Décision : réputée contradictoire
COMPOSITION
Mme MONTAGNE, présidente de chambre à la cour d’appel, agissant sur délégation du premier président de la cour d’appel de Paris,
assistée de Mme Mélanie PATE, greffière lors des débats et de la mise à disposition de la décision.
APPELANTE
Madame [J] [E] (Personne faisant l’objet de soins)
née le 1er novembre 1994 à [Localité 1]
demeurant [Adresse 1]
Actuellement hospitalisée à l’hôpital [Etablissement 1]
comparante en personne et assistée de Me Apolline FONTAINE, avocat choisi au barreau de Paris, (AJ)
INTIMÉ
M. LE DIRECTEUR DE L’HOPITAL [Etablissement 1], demeurant [Adresse 2]
non comparant, non représenté
PARTIE INTERVENANTE :
MINISTÈRE PUBLIC
représenté par Madame Martine TRAPERO , avocate générale,
non comparante, avis transmis par courriel le 29 avril 2026
EXPOSE DES FAITS ET DE LA PROCEDURE
Mme [J] [E] a été admise en soins psychiatriques sans consentement sous la forme d’une hospitalisation complète le 13 octobre 2025 par une décision prise par le directeur d’établissement dans le cadre d’un péril imminent pour sa santé.

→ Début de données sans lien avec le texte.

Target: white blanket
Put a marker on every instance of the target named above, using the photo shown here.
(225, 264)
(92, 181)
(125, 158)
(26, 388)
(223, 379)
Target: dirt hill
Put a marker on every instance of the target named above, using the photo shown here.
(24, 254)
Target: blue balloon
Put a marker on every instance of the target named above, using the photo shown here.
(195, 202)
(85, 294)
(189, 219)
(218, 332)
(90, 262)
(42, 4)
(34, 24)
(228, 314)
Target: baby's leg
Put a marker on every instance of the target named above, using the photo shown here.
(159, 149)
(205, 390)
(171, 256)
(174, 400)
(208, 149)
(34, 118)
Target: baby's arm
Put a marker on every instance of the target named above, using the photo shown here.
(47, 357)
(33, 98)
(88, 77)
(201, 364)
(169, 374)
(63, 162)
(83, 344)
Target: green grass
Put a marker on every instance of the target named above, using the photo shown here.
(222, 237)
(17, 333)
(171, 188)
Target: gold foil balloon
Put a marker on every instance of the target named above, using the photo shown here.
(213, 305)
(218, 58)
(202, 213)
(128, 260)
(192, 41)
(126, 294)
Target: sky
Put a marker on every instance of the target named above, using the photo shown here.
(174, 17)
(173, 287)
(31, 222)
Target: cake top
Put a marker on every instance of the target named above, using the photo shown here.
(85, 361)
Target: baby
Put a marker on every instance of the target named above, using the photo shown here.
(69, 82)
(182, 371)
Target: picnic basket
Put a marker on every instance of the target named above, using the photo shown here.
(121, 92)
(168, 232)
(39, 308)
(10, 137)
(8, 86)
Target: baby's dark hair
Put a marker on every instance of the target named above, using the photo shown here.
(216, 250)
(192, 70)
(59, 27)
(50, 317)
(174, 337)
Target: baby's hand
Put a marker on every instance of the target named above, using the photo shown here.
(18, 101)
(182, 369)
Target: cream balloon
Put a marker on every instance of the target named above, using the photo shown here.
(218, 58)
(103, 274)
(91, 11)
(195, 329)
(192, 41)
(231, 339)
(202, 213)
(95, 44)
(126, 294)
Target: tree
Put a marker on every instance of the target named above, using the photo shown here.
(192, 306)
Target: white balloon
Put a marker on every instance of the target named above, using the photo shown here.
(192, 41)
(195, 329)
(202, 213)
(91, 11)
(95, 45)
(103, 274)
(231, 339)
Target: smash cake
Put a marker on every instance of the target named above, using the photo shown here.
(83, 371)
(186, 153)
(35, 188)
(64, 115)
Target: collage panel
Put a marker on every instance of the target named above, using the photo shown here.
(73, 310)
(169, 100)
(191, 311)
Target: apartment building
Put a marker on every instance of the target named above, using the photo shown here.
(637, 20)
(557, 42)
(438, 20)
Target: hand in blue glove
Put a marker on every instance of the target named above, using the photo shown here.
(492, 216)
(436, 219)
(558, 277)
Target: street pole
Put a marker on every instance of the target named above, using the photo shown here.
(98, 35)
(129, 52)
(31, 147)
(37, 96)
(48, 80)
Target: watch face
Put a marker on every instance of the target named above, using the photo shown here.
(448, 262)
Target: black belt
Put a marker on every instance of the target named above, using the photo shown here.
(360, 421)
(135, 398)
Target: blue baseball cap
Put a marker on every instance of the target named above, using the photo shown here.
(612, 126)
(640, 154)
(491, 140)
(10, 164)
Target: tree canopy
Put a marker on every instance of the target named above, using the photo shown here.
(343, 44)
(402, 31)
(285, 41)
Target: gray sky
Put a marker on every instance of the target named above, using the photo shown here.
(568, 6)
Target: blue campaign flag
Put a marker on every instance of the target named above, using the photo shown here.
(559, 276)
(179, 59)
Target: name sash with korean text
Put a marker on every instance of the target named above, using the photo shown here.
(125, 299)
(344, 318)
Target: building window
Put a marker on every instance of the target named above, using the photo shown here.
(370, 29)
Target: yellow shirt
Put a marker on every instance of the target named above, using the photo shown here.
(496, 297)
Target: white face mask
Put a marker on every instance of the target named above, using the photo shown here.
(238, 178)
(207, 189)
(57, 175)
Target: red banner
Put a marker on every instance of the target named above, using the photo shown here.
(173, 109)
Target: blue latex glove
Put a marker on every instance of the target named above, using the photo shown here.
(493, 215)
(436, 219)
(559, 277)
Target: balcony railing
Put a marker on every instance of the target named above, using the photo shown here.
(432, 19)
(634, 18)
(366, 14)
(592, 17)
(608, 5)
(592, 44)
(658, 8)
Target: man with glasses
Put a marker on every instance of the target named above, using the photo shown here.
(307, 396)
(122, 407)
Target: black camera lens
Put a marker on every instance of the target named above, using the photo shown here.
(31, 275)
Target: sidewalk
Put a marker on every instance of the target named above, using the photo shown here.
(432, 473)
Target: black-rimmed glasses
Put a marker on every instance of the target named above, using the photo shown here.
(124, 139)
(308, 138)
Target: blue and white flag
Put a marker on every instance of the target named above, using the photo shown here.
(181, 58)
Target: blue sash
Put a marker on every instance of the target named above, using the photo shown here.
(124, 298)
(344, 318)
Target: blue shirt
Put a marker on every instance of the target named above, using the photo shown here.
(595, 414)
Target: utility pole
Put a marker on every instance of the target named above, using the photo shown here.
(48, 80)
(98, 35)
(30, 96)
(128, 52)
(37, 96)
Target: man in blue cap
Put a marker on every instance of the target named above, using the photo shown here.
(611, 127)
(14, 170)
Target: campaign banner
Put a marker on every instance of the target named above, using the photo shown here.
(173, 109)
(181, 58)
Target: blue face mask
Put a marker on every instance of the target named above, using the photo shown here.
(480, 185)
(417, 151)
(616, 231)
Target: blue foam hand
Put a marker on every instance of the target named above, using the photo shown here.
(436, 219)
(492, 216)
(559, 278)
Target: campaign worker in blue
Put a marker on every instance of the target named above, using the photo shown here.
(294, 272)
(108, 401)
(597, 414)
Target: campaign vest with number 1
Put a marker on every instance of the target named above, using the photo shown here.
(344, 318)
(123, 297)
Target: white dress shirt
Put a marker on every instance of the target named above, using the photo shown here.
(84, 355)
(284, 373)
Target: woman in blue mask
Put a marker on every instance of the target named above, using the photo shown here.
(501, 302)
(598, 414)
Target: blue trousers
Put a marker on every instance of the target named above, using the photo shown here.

Par ordonnance du 23 octobre 2025, le juge des libertés et de la détention a autorisé la poursuite de la mesure.
Saisi à la requête du directeur de l’établissement afin de statuer sur la poursuite de la mesure, le juge de première instance a, par ordonnance du 17 avril 2026, ordonné la poursuite de l’hospitalisation complète de l’intéressée.
Par déclaration reçue au greffe de la cour le 23 avril 2026, celle-ci, par l’intermédiaire de son conseil, en a interjeté appel.
Les parties ont été convoquées à l’audience de la cour d’appel qui s’est tenue le 30 avril 2026.
A l’audience, Mme [E] a exposé en substance qu’elle a rencontré des problèmes de santé, notamment un diabète, que les traitements lui ont occasionné des problèmes dentaires, qu’elle a un nouveau traitement, qu’elle est très proche de sa mère et que même si elle n’a pas demandé de permission de sortie, elle souhaite sortir pour pouvoir s’occuper de ses affaires personnelles.
Le conseil de l’appelante a développé oralement ses conclusions écrites à l’audience demandant l’infirmation de l’ordonnance et le prononcé d’une mainlevée de la mesure de soins psychiatriques sans consentement au motif que le certificat médical de situation de la patiente a été communiqué que la veille de l’audience devant la cour.
Le 29 avril 2026, le ministère public a indiqué par écrit être d’avis de déclarer l’appel recevable et de confirmer la première décision entreprise.
Le directeur de l’établissement n’a pas comparu et ne s’est pas fait représenter.
SUR CE
L’office du juge judiciaire implique un contrôle relatif à la fois à la régularité de la décision administrative d’admission en soins psychiatriques sans consentement et au bien-fondé de la mesure, en se fondant sur des certificats médicaux.
Il résulte de l’article L. 3216-1 du code de la santé publique que l’irrégularité affectant une décision administrative de soins psychiatriques sans consentement n’entraîne la mainlevée de la mesure que s’il en est résulté une atteinte aux droits de la personne qui en fait l’objet. Il appartient donc au juge de rechercher, d’abord, si l’irrégularité affectant la procédure est établie, puis, dans un second temps, si de cette irrégularité résulte une atteinte aux droits de l’intéressé.
Sur la transmission tardive du certificat médical de situation
Selon l’article L. 3211-12-4, alinéa 3, du code de la santé publique, en cas d’appel d’une ordonnance du magistrat du siège du tribunal judiciaire prise en application de l’alinéa 1 de l’article L. 3211-12-1, un avis rendu par un psychiatre de l’établissement d’accueil de la personne admise en soins psychiatriques sans consentement se prononçant sur la nécessité de poursuivre l’hospitalisation complète est adressé au greffe de la cour d’appel au plus tard quarante-huit heures avant l’audience.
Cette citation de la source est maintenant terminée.